It goes without saying that Toni Morrison can turn a phrase. I read this book as a little girl no more than 11 or 12 years old and remember trying to cut through the imagery and metaphors to get to the action. I couldn't really understand the need for multiple points of view. And once I found out the whole plot of the story was given in the first page, I was done with the book. But now, having a greater desire to understand the motivation behind human action, being able to appreciate that things are never what they appear at face value, developing a greater love of this device called language and being able to recognize pieces of myself in each of Morrison's characters, *The Bluest Eye* has become one of my favorites. Morrison de-villainizes her antagonists in a way that make the reader really consider the ingredients of the simple dichotomy of "good" and "bad." I was also pleasantly surprised to find some of my favorite quotes were pulled from this book. I am glad to be falling in love with Toni all over again.
When you read a lot of books, you really do find out that they're really all the same 5-10 stories told in different ways. It's the job of the author to make you think his way is the best: the most innovative, the most poetic, the most thrilling, the most heart pulling. Octavia Butler has definitely put a new spin on an old tale. Here the slave novella meets science fiction. And I can't say I know many authors are brave enough to tread such peculiar territory. To her credit, Ms. Butler does keep her reader engaged but sometimes it's only because the reader is hoping the absurdity will make some sense along the way. Inconsistent in prose and not particularly lyrical, this book won't do much to quench a thirst for the poetic. But the story does drive in action from start to bizarre finish. It's a fun summer read and brings some interesting history to light but not one I couldn't live without.

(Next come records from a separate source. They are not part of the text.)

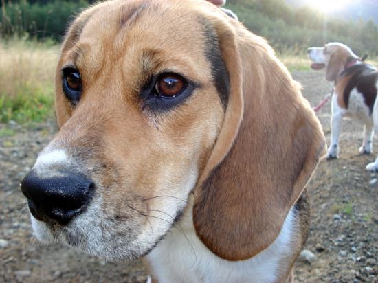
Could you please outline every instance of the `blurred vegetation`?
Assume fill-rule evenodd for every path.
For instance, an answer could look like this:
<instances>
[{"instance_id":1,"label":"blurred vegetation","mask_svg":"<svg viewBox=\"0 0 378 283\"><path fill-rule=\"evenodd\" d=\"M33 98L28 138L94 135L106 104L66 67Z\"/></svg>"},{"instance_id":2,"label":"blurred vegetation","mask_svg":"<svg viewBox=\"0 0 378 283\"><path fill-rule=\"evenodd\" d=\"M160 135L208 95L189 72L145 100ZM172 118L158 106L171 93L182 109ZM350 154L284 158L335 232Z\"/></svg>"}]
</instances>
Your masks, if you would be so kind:
<instances>
[{"instance_id":1,"label":"blurred vegetation","mask_svg":"<svg viewBox=\"0 0 378 283\"><path fill-rule=\"evenodd\" d=\"M93 0L1 0L0 32L13 36L60 41L73 15ZM357 54L378 56L378 26L373 20L329 19L310 7L292 8L285 0L228 0L253 32L267 38L279 52L340 41Z\"/></svg>"},{"instance_id":2,"label":"blurred vegetation","mask_svg":"<svg viewBox=\"0 0 378 283\"><path fill-rule=\"evenodd\" d=\"M290 49L291 53L300 53L307 47L339 41L359 56L378 56L378 26L373 20L328 18L310 7L291 8L285 0L229 0L227 8L278 52Z\"/></svg>"},{"instance_id":3,"label":"blurred vegetation","mask_svg":"<svg viewBox=\"0 0 378 283\"><path fill-rule=\"evenodd\" d=\"M52 116L58 52L51 41L0 41L0 122L27 124Z\"/></svg>"},{"instance_id":4,"label":"blurred vegetation","mask_svg":"<svg viewBox=\"0 0 378 283\"><path fill-rule=\"evenodd\" d=\"M53 115L58 43L75 14L94 1L0 0L0 122L41 122ZM309 69L307 47L328 41L342 42L370 59L378 56L373 21L328 19L285 0L228 0L226 8L267 38L289 71Z\"/></svg>"}]
</instances>

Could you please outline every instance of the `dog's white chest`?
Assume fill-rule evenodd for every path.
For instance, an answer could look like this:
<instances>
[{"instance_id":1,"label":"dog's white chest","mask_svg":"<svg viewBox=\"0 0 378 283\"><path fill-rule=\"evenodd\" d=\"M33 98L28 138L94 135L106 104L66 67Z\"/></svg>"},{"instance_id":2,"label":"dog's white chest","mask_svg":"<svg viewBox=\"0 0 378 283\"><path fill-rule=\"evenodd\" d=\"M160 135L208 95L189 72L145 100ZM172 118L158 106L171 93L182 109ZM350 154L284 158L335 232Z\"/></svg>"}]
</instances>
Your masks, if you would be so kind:
<instances>
[{"instance_id":1,"label":"dog's white chest","mask_svg":"<svg viewBox=\"0 0 378 283\"><path fill-rule=\"evenodd\" d=\"M191 213L187 214L147 256L160 283L273 283L285 267L285 258L292 253L297 227L292 210L267 249L238 262L225 260L212 253L197 236Z\"/></svg>"}]
</instances>

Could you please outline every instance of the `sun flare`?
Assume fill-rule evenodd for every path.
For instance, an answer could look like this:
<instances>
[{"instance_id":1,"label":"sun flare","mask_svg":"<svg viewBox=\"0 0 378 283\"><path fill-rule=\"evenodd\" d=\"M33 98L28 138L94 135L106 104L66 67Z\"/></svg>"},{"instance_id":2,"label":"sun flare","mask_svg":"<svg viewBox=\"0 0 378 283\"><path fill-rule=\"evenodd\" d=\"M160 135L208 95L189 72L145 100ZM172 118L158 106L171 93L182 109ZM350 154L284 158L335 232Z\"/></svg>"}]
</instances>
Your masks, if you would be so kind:
<instances>
[{"instance_id":1,"label":"sun flare","mask_svg":"<svg viewBox=\"0 0 378 283\"><path fill-rule=\"evenodd\" d=\"M311 0L309 4L322 12L328 12L342 9L351 0Z\"/></svg>"}]
</instances>

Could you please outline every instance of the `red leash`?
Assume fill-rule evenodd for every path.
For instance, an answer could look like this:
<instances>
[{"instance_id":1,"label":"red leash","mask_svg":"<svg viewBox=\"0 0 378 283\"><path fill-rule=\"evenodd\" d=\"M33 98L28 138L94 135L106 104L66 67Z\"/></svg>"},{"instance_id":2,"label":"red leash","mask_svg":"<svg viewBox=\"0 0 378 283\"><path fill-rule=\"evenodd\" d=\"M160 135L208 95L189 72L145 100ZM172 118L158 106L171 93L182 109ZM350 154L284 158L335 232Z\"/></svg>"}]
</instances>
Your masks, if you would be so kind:
<instances>
[{"instance_id":1,"label":"red leash","mask_svg":"<svg viewBox=\"0 0 378 283\"><path fill-rule=\"evenodd\" d=\"M329 100L331 99L331 96L332 96L332 94L333 94L333 92L331 92L331 93L329 93L327 94L324 98L323 98L323 100L320 102L320 103L319 103L317 106L315 106L315 107L313 107L313 111L317 113L321 109L322 109L324 105L326 105L327 104L327 102L329 101Z\"/></svg>"}]
</instances>

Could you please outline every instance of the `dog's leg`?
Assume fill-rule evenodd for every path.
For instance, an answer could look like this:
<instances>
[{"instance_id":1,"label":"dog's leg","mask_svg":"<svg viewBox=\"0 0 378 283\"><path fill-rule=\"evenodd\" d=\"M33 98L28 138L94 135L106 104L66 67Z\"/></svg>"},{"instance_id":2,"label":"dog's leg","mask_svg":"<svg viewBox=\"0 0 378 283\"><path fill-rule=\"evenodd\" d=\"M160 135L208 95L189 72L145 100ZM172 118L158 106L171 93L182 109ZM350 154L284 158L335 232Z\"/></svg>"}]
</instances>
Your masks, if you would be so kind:
<instances>
[{"instance_id":1,"label":"dog's leg","mask_svg":"<svg viewBox=\"0 0 378 283\"><path fill-rule=\"evenodd\" d=\"M366 124L364 126L364 140L362 146L359 148L359 153L370 155L373 150L373 136L374 135L374 128L372 123Z\"/></svg>"},{"instance_id":2,"label":"dog's leg","mask_svg":"<svg viewBox=\"0 0 378 283\"><path fill-rule=\"evenodd\" d=\"M374 162L370 163L366 166L366 170L373 172L378 172L378 157Z\"/></svg>"},{"instance_id":3,"label":"dog's leg","mask_svg":"<svg viewBox=\"0 0 378 283\"><path fill-rule=\"evenodd\" d=\"M337 158L339 154L339 137L342 130L342 114L333 113L331 119L331 143L326 155L327 159Z\"/></svg>"}]
</instances>

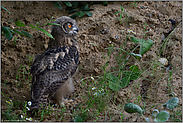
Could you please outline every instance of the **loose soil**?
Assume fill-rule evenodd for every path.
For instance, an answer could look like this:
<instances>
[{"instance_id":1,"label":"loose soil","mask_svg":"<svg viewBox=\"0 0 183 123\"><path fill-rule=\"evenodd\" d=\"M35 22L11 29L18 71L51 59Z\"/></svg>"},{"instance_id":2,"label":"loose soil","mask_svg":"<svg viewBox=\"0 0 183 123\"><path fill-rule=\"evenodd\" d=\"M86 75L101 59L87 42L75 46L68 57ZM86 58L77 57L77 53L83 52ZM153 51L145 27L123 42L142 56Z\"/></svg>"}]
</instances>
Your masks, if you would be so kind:
<instances>
[{"instance_id":1,"label":"loose soil","mask_svg":"<svg viewBox=\"0 0 183 123\"><path fill-rule=\"evenodd\" d=\"M29 24L35 25L37 22L40 24L46 23L46 18L50 19L52 16L54 19L61 16L70 16L68 10L61 11L59 8L54 7L53 2L1 2L1 5L7 8L11 14L1 9L1 25L15 27L14 22L20 20L24 22L27 27ZM121 24L115 15L117 11L120 11L122 6L128 17L127 21L123 21ZM76 21L79 27L79 33L77 36L78 43L80 45L80 63L79 70L74 76L75 92L68 98L74 98L76 101L66 104L66 112L64 119L56 120L54 117L45 117L46 121L73 121L72 114L73 107L84 101L81 96L83 93L87 93L84 88L81 88L81 79L90 78L93 76L99 76L103 74L102 66L107 62L104 57L107 57L109 45L113 44L114 47L120 47L124 45L128 30L133 30L136 34L132 34L138 39L143 38L143 34L146 34L144 39L153 40L154 44L151 49L146 52L141 60L140 65L135 59L130 59L128 62L130 65L135 64L138 67L147 69L147 71L135 81L136 87L132 89L132 85L121 89L115 95L115 104L109 103L106 108L106 113L99 114L98 120L95 117L88 118L86 121L120 121L122 117L120 113L125 116L122 121L125 122L144 122L143 117L139 115L128 114L120 108L120 104L124 106L126 103L135 103L138 97L140 101L138 105L145 106L145 117L149 117L154 109L160 111L163 110L162 104L167 102L173 96L179 98L179 109L182 108L182 24L176 27L176 30L169 37L165 49L161 54L160 46L163 44L168 34L175 28L175 25L182 19L182 2L137 2L137 6L133 2L109 2L107 6L102 4L94 4L90 6L93 16L82 18L77 17ZM172 19L176 22L172 25ZM145 27L145 28L144 28ZM45 30L51 32L51 26L45 26ZM13 102L21 102L31 99L30 87L31 75L29 73L30 66L33 60L29 61L29 57L34 58L36 54L41 54L48 46L49 37L42 32L28 30L33 36L33 39L28 39L20 35L14 35L11 41L1 36L1 109L6 110L6 100L11 99ZM16 42L15 42L16 36ZM93 45L95 44L95 45ZM127 41L125 49L126 51L132 51L137 44ZM107 70L110 70L112 66L116 66L115 55L117 50L113 51L110 55L109 66ZM158 62L158 59L166 58L168 60L168 66L160 67L154 66L153 69L148 69L153 62ZM168 75L172 72L171 77ZM27 73L26 73L27 72ZM168 81L170 79L170 81ZM172 93L173 94L170 94ZM20 105L22 106L22 105ZM154 106L154 107L152 107ZM21 110L15 111L19 116ZM106 114L106 115L105 115ZM172 114L173 115L173 114ZM3 116L3 115L2 115ZM182 116L178 117L181 119ZM33 121L36 118L33 118ZM2 119L3 120L3 119ZM152 121L152 119L150 118ZM171 120L169 120L171 121Z\"/></svg>"}]
</instances>

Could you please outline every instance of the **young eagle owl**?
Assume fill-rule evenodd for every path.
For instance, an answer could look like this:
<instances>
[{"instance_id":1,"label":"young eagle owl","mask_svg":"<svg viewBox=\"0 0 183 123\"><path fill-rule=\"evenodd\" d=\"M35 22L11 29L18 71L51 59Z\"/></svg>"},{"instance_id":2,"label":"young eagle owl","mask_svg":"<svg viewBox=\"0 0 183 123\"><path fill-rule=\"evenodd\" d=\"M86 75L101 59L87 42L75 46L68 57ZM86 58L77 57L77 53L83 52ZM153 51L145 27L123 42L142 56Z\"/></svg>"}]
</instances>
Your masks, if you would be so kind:
<instances>
[{"instance_id":1,"label":"young eagle owl","mask_svg":"<svg viewBox=\"0 0 183 123\"><path fill-rule=\"evenodd\" d=\"M52 26L48 48L36 56L31 67L31 109L46 106L49 95L57 103L64 102L64 96L74 91L72 76L79 62L79 46L75 39L78 27L75 20L62 16Z\"/></svg>"}]
</instances>

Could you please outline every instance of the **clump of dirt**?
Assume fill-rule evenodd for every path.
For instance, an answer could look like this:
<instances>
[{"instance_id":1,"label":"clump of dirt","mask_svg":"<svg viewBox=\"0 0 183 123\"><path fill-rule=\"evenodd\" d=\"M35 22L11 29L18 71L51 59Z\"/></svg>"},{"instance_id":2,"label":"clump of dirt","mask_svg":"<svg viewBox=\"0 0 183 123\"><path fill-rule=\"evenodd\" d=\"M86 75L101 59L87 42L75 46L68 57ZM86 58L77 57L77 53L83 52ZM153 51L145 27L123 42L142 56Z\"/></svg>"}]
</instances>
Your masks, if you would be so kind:
<instances>
[{"instance_id":1,"label":"clump of dirt","mask_svg":"<svg viewBox=\"0 0 183 123\"><path fill-rule=\"evenodd\" d=\"M20 20L26 25L46 23L46 18L50 19L52 16L56 19L61 16L68 15L68 10L62 11L54 7L53 2L1 2L2 6L7 8L11 14L6 11L1 11L1 25L15 27L14 22ZM120 24L115 14L120 11L122 6L125 12L127 21ZM107 60L110 44L115 47L120 47L126 41L128 30L133 30L133 34L138 39L152 39L154 44L150 51L142 56L140 62L148 69L147 74L142 74L142 78L136 82L139 86L136 89L126 87L118 92L116 101L125 104L127 102L134 103L136 96L142 96L146 107L150 108L152 103L158 108L160 104L167 102L170 96L169 90L174 92L174 96L178 97L182 102L182 26L179 25L175 32L170 36L166 43L166 49L159 54L160 45L165 43L164 39L175 28L175 25L182 19L182 2L137 2L137 6L133 2L110 2L107 6L101 4L94 4L90 8L93 16L76 18L79 27L79 34L77 36L80 45L80 63L79 71L75 74L75 92L71 97L76 98L76 102L68 104L67 109L77 105L82 101L81 97L76 97L83 92L79 81L82 78L90 76L98 76L103 74L102 67ZM124 18L124 19L126 19ZM176 24L169 21L175 20ZM28 27L28 26L27 26ZM51 26L45 27L45 30L50 32ZM29 70L36 54L41 54L46 48L49 38L41 32L28 30L33 35L33 39L15 35L16 40L8 41L4 36L1 37L1 92L8 96L1 96L1 108L6 109L5 101L12 99L13 101L28 101L30 100L30 86L31 82L27 81L30 77ZM16 41L16 42L15 42ZM93 45L94 44L94 45ZM132 50L135 44L127 42L124 50ZM163 49L163 48L162 48ZM116 66L115 54L118 51L113 51L110 56L109 66ZM159 57L165 57L169 61L169 69L172 71L171 80L168 81L168 70L166 68L159 68L157 71L150 71L148 64L150 61L158 61ZM134 60L129 60L130 64L138 64ZM143 67L143 68L144 68ZM156 66L157 67L157 66ZM159 75L160 71L164 73ZM152 72L152 73L151 73ZM23 74L22 74L23 73ZM21 81L20 81L21 80ZM170 89L170 85L172 88ZM129 96L130 95L130 96ZM123 113L125 118L122 121L144 121L137 115L130 115L125 111L119 110L119 107L109 104L108 110L113 111L113 118L106 119L105 116L99 116L98 121L118 121L120 120L120 113ZM140 105L143 106L142 101ZM182 106L182 104L179 104ZM150 116L153 109L146 112L146 116ZM119 110L119 111L118 111ZM72 113L68 110L67 114ZM44 121L53 121L53 118L47 118ZM55 120L54 120L55 121ZM73 121L71 117L65 117L64 121ZM88 119L87 121L94 121Z\"/></svg>"}]
</instances>

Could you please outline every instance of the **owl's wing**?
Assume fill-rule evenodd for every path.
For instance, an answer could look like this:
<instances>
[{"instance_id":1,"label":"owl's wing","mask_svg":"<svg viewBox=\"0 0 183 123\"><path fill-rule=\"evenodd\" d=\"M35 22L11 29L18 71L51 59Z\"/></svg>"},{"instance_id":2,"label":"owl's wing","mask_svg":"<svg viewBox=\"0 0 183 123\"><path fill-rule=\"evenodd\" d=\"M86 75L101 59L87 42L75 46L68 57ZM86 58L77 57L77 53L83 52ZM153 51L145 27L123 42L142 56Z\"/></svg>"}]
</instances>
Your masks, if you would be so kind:
<instances>
[{"instance_id":1,"label":"owl's wing","mask_svg":"<svg viewBox=\"0 0 183 123\"><path fill-rule=\"evenodd\" d=\"M38 100L43 93L55 91L76 72L78 62L79 52L75 46L48 49L36 56L31 67L32 98Z\"/></svg>"}]
</instances>

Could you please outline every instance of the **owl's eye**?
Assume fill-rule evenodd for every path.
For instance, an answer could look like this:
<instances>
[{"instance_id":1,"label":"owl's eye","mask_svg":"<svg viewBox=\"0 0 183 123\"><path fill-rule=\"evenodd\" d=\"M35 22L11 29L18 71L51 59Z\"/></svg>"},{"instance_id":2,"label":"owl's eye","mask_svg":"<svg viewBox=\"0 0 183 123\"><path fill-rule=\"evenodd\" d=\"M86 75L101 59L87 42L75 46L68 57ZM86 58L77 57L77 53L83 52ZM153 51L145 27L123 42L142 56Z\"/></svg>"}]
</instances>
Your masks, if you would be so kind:
<instances>
[{"instance_id":1,"label":"owl's eye","mask_svg":"<svg viewBox=\"0 0 183 123\"><path fill-rule=\"evenodd\" d=\"M67 27L71 28L71 27L72 27L72 25L71 25L70 23L68 23Z\"/></svg>"}]
</instances>

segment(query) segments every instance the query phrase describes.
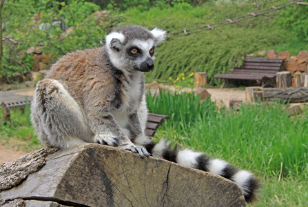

Very rarely do I come across a book that I regret reading in the comfort of my own home. But every once in a while I come across a story so full and so ensnaring that I wish I had someone to read it with just so all the things I'm feeling can find voice through sharing with another. *The Darkest Child* is indeed one of these stories. Absolutely horrifying at times while beautifully human at others, Delores Phillips weaves a tale that crosses many parameters of oppression while still allowing her protagonist to be the child she is. Admittedly, I was expecting a "race" book. But after a while I thought it was a "mother-daughter" book. Still later I found in it a "coming of age" book. And yet further, a profound look at the effects of poverty, the importance of family, and the skewed expressions of passion we sometimes call Love. Yes, Delores Phillips' first work is all of these and yet not singularly any one category. I do recommend reading this with a friend or book club. One: because it is a book that begs for multiple perspectives. Two: because you will feel so emotionally wrought by the end that you will be dying for someone to talk to and if no one else has read it, you will find yourself at a loss.